Once rescue staff enter the mine, Mr Dow says they will first need to establish a fresh air base for themselves, which is a safe point where they know they will be able to breathe safely.
"From there [the team] can foray into other parts of the mine to search and remove our employees and friends that are in there," Mr Whittall said.
Methane goes hand in hand with coal as the two are formed together, the methane trapped in coal seams or the surrounding rock strata. How much methane exists depends to some extent on the geological pressures, but as mining activity takes place, the pressure is reduced and methane gas can be released, as this explanation of methane in the mining context shows:
"In underground mining, methane is released into the mine workings during mining. Mining regulations require methane to be diluted in the ventilation air, and then vented to the atmosphere. Mines can also remove methane before and during mining by using degasification systems. The gas can be vented, flared (not currently done in the U.S.), or recovered for its energy content. Emissions are reduced if recovered gas is flared or used."

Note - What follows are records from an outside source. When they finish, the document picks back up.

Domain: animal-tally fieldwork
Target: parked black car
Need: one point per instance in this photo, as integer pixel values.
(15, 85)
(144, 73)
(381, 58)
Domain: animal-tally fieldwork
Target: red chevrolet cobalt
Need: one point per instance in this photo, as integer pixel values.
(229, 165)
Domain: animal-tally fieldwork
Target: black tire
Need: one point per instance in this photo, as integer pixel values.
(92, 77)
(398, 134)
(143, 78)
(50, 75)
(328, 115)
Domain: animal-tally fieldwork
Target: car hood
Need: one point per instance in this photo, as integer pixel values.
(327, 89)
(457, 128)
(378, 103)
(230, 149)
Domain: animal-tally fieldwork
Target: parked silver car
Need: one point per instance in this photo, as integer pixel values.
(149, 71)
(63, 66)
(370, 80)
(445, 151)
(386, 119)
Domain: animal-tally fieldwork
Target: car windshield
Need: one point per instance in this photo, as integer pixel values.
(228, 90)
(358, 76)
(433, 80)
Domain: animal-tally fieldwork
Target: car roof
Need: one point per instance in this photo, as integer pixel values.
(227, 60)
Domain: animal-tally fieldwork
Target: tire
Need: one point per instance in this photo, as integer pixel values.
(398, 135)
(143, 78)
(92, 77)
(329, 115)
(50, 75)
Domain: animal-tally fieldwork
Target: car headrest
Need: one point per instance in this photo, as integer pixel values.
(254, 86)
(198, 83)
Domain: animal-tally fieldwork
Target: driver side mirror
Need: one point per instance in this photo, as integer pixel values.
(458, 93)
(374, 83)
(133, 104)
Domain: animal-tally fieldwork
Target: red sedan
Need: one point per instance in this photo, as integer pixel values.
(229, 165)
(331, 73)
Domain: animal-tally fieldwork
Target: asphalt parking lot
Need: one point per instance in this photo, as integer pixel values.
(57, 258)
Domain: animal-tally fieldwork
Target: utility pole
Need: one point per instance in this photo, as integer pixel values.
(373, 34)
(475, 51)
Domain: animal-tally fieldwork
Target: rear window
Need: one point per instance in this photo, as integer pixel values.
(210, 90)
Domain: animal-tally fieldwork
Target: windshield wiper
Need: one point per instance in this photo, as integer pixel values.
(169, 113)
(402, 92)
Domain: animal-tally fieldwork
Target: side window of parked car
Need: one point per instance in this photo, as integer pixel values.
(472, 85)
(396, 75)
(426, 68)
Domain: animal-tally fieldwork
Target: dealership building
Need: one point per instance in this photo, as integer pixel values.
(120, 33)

How dangerous is methane? Well, that depends on what concentration it is present in. The US Occupational Safety and Health Administration explains further:
[Methane is] an odourless substance that is nontoxic and is harmless at some concentrations. Methane, however, can displace all or part of the atmosphere in a confined space(1); and the hazards presented by such displacement can vary greatly, depending on the degree of displacement. With only 10 percent displacement, methane produces an atmosphere which, while adequate for respiration, can explode violently.
A lot of science and research has gone into estimating how much methane is likely to exist in different kinds of mines, coming up with ways of extracting it and evolving technology to detect dangerous levels of methane in mine shafts.
Ventilation shafts are common features of underground mines and Pike River was employing ventilation as a safety measure at its mine. However, it is a tricky business estimating and managing methane levels in mine shafts, as faults in rock can become conduits for methane from other geographically removed sources. This paper outlines the potential for "unforeseen mine gas emissions in quantities sufficient to create hazardous conditions".
Coal dust and the "explosion pentagon"
The other potentially explosive hazard in coal mines is a buildup of coal dust. This hazard is as old as mining itself and has been responsible for countless deaths since the 19th century. Working at coal seams with industrial equipment throws up a large amount of dust, which if not properly extracted or appropriately dispersed can explode. OSHA again explains:
In addition to the familiar fire triangle of oxygen, heat, and fuel (the dust), dispersion of dust particles in sufficient quantity and concentration can cause rapid combustion known as a deflagration.
If the event is confined by an enclosure such as a building, room, vessel, or process equipment, the resulting pressure rise may cause an explosion. These five factors (oxygen, heat, fuel, dispersion, and confinement) are known as the "Dust Explosion Pentagon". If one element of the pentagon is missing, an explosion cannot occur.
In the confinement of a coal mine shaft, the conditions for coal dust combustion are obviously quite favourable.